The Ohio Open Records Law, or Sunshine Law, is very specific about what criteria allows police reports to be withheld as "investigative." They can be kept private to protect witnesses promised confidentiality, protect the identity of uncharged suspects, to protect the integrity of an investigation or the life of law enforcement personnel, witnesses or victims. It's very difficult to see how this particular report of a bar scuffle would qualify as "investigative" under this criteria.

A probe of the leak was conducted by the Bureau of Criminal Identification and Investigation and when it concluded last month, there was no recommendation for prosecution, but Salem's Deputy Director of Service and Safety Greg Oesch resigned.

After the BCII probe ended, the Morning Journal requested that the full "investigative" report be released to us. What we received was nothing more than the original police investigative notes that we had received in the original "leak." So, it was just as we suspected, there never was an "investigation." The police department was merely attempting to withhold information which we were entitled to receive from the very beginning.

And, the person or persons who "leaked" the document to the press were actually doing nothing more than providing a report that should have been a public document in the first place. The people suppressing the report were the ones breaking the law - the Sunshine Law. Why has this never been an issue?

During the height of the controversy, allegations of ethics and elections violations surfaced, but no one has ever asked how this record could qualify to be classified as an "investigative" record in the first place?

And this causes us to wonder, how many other reports are being hidden by police departments everywhere under the guise of being "under investigation?" What else is occurring that the public never learns about? Do the police use this excuse anytime they want to protect someone or something from public scrutiny?

Police reports are one of the most highly read features in our newspaper. People want to know what is going on in their communities, and they want to know the names of the people involved in those crimes.

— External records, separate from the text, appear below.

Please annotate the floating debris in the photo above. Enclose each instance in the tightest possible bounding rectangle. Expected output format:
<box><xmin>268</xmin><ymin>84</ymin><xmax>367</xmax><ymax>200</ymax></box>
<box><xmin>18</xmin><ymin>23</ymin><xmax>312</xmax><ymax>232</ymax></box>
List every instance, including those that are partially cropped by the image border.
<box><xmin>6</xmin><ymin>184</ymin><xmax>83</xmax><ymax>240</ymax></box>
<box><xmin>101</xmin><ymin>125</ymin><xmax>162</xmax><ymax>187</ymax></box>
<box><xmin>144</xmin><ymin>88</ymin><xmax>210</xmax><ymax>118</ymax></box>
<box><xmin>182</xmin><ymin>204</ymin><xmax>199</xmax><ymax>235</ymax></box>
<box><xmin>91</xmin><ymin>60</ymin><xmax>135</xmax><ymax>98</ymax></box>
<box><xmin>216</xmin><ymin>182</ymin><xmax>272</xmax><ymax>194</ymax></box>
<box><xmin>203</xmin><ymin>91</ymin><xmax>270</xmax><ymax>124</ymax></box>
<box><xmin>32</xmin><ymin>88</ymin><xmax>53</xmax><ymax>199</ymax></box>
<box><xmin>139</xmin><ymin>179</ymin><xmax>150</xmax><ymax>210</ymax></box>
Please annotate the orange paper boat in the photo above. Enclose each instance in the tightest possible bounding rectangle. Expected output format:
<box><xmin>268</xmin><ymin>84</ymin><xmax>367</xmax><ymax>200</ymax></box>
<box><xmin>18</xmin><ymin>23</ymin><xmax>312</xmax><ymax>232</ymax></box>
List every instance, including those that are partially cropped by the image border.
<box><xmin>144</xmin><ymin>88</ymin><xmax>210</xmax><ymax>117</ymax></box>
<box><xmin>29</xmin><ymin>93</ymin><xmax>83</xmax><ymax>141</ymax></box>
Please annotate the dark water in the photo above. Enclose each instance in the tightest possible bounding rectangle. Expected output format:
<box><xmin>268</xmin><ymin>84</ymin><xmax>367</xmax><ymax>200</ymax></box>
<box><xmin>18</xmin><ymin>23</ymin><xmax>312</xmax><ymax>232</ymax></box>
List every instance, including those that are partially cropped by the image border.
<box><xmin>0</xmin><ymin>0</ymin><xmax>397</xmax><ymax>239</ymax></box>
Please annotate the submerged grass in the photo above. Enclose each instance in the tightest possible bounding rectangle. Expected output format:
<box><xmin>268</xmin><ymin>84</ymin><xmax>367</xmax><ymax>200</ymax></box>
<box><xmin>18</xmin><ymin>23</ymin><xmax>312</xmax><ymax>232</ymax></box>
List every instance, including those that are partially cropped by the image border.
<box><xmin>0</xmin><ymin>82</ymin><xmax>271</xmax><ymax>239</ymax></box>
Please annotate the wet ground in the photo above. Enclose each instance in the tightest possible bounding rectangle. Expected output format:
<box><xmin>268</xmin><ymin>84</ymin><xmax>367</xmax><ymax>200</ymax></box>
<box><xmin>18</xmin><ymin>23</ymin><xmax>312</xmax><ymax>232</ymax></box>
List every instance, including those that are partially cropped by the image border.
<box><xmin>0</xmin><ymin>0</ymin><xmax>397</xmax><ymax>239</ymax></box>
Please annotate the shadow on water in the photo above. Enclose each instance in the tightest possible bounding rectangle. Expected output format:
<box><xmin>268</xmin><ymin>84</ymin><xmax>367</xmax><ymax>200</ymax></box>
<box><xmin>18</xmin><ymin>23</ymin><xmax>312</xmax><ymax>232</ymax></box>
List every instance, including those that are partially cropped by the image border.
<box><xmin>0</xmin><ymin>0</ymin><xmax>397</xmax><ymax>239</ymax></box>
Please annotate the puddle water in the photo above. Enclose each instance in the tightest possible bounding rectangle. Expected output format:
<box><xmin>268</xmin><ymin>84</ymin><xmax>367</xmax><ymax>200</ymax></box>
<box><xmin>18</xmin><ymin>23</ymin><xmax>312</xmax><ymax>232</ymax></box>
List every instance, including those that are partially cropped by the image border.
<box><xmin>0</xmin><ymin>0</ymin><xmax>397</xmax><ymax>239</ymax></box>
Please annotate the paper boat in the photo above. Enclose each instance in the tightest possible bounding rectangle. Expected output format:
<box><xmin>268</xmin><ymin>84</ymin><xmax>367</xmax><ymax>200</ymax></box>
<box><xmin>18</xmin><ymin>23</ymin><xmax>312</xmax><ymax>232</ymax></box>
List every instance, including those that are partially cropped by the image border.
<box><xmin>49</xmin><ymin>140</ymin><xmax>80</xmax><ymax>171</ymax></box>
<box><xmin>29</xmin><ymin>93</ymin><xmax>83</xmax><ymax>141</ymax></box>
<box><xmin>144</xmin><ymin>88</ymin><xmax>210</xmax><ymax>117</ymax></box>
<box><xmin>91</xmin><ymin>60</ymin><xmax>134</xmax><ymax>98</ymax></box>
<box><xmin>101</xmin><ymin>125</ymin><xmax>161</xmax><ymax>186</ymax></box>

A recent poll conducted on our Web site by the Morning Journal asked, "When reading police reports in the (newspaper) which do you prefer, a) All names be included or b) All names be omitted." Of the 337 respondents, 90 percent, or 302, indicated they preferred that all names be included. This came as no surprise to us. As they say, "names make news." At the Journal, we make every effort to include all police reports, and we also try to include the names involved in those incidents. But we can't do that if they aren't made available to us.

We hope in the future that police departments will think before they attempt to mislead the press and the public by hiding reports under that mysterious "investigative" cloak. Not every little incident warrants an investigation, but the public has the right to know the contents of every report, regardless of its seriousness or who it involves. And that right is protected by law.